Research Division, Fuji Gotemba Research Laboratory, Chugai Pharmaceutical Co. Ltd, 1-135 Komakado, Gotemba, Shizuoka 412-8513, Japan.
Bioorg Med Chem. 2012 Jul 1;20(13):4117-27. doi: 10.1016/j.bmc.2012.04.053. Epub 2012 May 4.
C-Aryl 5a-carba-β-d-glucopyranose derivatives were synthesized and evaluated for inhibition activity against hSGLT1 and hSGLT2. Modifications to the substituents on the two benzene rings resulted in enhanced hSGLT2 inhibition activity and extremely high hSGLT2 selectivity versus SGLT1. Using the created superimposed model, the reason for the high hSGLT2 selectivity was speculated to be that additional substituents occupied a new space, in a different way than known inhibitors. Among the tested compounds, the ethoxy compound 5h with high hSGLT2 selectivity exhibited more potent and longer hypoglycemic action in db/db mice than our O-carbasugar compound (1) and sergliflozin (2), which could be explained by its improved PK profiles relative to those of the two compounds. These results indicated that 5h might be a promising drug candidate for the treatment of type 2 diabetes.
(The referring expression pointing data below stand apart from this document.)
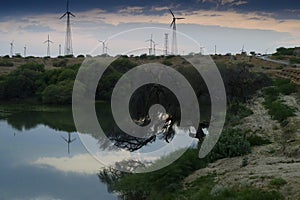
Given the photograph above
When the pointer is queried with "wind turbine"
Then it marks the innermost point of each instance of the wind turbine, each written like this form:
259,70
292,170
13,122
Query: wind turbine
150,44
174,39
68,141
68,39
154,47
11,48
202,50
243,50
106,48
48,46
166,45
25,49
103,46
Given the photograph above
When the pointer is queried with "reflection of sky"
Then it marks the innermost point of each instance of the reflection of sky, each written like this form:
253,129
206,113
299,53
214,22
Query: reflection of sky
151,152
26,174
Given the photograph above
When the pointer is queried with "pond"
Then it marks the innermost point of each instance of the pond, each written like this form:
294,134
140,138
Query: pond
43,156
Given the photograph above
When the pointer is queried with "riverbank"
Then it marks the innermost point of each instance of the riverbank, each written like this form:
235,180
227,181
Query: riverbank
269,167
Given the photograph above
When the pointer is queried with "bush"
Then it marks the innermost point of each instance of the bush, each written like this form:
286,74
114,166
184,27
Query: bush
256,140
58,94
231,143
62,63
279,111
32,66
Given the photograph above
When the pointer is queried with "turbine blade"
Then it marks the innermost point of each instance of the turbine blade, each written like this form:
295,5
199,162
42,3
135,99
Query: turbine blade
72,14
64,138
63,16
172,13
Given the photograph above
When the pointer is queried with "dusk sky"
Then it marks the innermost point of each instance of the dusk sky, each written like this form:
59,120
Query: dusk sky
260,26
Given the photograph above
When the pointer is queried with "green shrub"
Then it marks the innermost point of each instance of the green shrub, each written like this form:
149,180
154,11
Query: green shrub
232,142
167,62
287,89
278,182
6,63
61,63
256,140
279,111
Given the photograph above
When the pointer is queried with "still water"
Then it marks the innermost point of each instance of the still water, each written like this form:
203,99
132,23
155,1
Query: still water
36,162
43,157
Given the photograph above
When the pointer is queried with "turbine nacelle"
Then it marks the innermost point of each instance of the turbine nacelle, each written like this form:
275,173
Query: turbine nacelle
173,23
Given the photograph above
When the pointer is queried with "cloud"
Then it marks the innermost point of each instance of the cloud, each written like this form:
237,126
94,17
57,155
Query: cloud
37,28
226,2
131,10
159,8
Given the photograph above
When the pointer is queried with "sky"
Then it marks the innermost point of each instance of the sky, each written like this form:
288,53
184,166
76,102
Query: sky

C-芳基 5a-碳杂-β-D-吡喃葡萄糖苷衍生物被合成并评估了对 hSGLT1 和 hSGLT2 的抑制活性。对两个苯环上取代基的修饰导致对 hSGLT2 的抑制活性增强,并且对 SGLT1 的选择性极高。使用创建的叠加模型,推测高 hSGLT2 选择性的原因是额外的取代基以不同于已知抑制剂的方式占据了一个新的空间。在所测试的化合物中,具有高 hSGLT2 选择性的乙氧基化合物 5h 在 db/db 小鼠中表现出比我们的 O-碳杂糖化合物 (1) 和 sergliflozin (2) 更强和更持久的降血糖作用,这可以通过其相对于两种化合物的改善的 PK 谱来解释。这些结果表明,5h 可能是治疗 2 型糖尿病的有前途的候选药物。